Wie de Gaulle war die Thatcher-Regierung zu Anfang entschlossen, die „hohe Politik“ der Verteidigung und politischen Diplomatie von der „niederen Politik“ des Handels und der wirtschaftlichen Beziehungen zu trennen. Wie de Gaulle mußte sie feststellen, wie schwer es ist, eine klare Grenze zwischen beiden zu ziehen. Sie stellte ebenfalls. fest, daß es trotz ihrer Bemühung, die Regierung aus der Marktpolitik herauszuhalten, Bereiche wirtschaftlicher Aktivität gab, in denen nationaler Stolz und nationale Identität anscheinend doch auf dem Spiel standen. Es war letztlich irrational, daß eine Regierung, die erlaubt hatte, daß alle Autohersteller in Großbritannien unter ausländische Kontrolle fielen, und die soweit gekommen war, ihre Hoffnung auf Wiederherstellung der internationalen Wettbewerbsfähigkeit zum großen Teil auf den Erfolg japanischer Firmen in Großbritannien zu stützen, auf der Unabhängigkeit ihrer Währung eisern bestand. Während Thatcher und eine Minderheit innerhalb ihrer Partei sich an die Symbolik des Pfund-Sterling klammerten, erkannte die Mehrheit ihrer Minister die Logik -und die praktischen Vorteile -einer engeren europäischen Zusammenarbeit auf dem Währungsgebiet. In dem Maße, wie sich die Rhetorik der Premierministerin von den realen wirtschaftlichen Interessen entfernte, verlor sie an Einfluß in ihrem Kabinett, um schließlich ihr Amt wegen einer wirtschaftlichen Streitfrage zu verlieren, die zum entscheidenden Test sowohl für die Außenais auch für die Innenpolitik geworden war.

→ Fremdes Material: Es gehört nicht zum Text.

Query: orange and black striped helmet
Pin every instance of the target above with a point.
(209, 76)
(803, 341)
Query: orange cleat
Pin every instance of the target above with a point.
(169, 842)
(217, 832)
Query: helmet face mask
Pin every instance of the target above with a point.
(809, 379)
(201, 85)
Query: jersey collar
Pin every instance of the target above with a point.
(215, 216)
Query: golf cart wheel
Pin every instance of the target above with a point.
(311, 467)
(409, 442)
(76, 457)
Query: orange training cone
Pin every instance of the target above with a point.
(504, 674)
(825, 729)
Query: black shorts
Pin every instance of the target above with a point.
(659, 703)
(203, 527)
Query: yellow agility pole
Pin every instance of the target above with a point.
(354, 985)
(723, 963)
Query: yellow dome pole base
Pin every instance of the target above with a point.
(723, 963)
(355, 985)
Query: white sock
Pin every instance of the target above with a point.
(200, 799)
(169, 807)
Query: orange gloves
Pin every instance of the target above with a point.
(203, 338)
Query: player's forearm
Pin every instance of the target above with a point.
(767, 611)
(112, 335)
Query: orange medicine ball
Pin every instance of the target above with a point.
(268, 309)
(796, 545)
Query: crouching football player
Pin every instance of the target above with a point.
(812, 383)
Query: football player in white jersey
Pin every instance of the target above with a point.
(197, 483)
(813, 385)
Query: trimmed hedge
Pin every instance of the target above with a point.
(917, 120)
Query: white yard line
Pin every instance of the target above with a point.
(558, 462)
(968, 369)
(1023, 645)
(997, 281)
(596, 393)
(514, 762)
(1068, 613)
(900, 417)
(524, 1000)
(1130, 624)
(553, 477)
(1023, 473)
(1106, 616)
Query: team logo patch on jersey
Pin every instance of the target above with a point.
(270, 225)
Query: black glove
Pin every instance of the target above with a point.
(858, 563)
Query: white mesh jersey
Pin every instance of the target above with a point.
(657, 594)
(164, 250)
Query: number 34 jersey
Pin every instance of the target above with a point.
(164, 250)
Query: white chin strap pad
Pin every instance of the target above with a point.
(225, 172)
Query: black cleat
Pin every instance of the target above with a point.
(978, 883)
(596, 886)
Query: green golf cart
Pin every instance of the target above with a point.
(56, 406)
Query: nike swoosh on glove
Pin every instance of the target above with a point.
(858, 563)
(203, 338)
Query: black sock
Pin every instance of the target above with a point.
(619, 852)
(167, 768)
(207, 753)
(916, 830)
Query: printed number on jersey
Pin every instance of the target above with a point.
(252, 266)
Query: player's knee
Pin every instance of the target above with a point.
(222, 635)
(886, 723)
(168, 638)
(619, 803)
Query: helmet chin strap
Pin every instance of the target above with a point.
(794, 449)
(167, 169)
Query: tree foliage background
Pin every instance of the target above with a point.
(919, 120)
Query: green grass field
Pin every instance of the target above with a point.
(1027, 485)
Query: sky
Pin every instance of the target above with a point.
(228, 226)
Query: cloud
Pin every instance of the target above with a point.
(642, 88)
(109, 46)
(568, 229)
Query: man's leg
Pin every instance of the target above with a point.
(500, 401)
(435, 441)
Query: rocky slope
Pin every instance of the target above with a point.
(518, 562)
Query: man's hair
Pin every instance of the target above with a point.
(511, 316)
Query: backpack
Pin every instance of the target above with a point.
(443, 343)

IV. Nationale Anpassung und internationale Zwänge

1. Großbritanniens internationale Rolle Der Falkland-Krieg im Jahre 1982, der so viel zum Bild von Großbritanniens Rückkehr als selbstbewußtem Akteur in der internationalen Politik beitrug und -trotz der durch die Rezession in den Jahren 1980/81 ausgelösten massiven Arbeitslosigkeit -die Wiederwahl der Regierung Thatcher sicherstellte, war nicht Neubeginn britischer Außen-und Verteidigungspolitik, sondern ein historischer Zufall. Er wurde großartig inszeniert von einer Premierministerin, die sich der Lage voll gewachsen zeigte, und großartig geführt von einem kleinen Teil der Streitkräfte des Landes. Er hinterließ den Eindruck, daß Großbritannien mit seiner langanhaltenden Rückzugspölitik aus dem Empire gebrochen hätte. In Wirklichkeit ging dieser Rückzug jedoch weiter. Die Logik, die als erstes die Regierung Macmillan dazu veranlaßt hatte, den Entkolonialisierungsprozeß zu beschleunigen und sich um den Beitritt zur EWG zu bewerben (1962), die dann die erste Regierung Wilson dazu trieb, ihre Truppen aus dem Gebiet östlich von Suez zurückzuziehen und einen zweiten Antrag an die Europäischen Gemeinschaften (1967) zu stellen, und die schließlich die Regierung Heath bewog, sich ein drittes Mal, und zwar erfolgreich, zu bewerben (Beitritt zur EG am 22. Januar 1972), hat ihrerseits die Regierung Thatcher immer weiter von Großbritanniens alter transatlantischer und globaler Rolle weggeführt, hin zu einem immer stärkeren europäischen Engagement.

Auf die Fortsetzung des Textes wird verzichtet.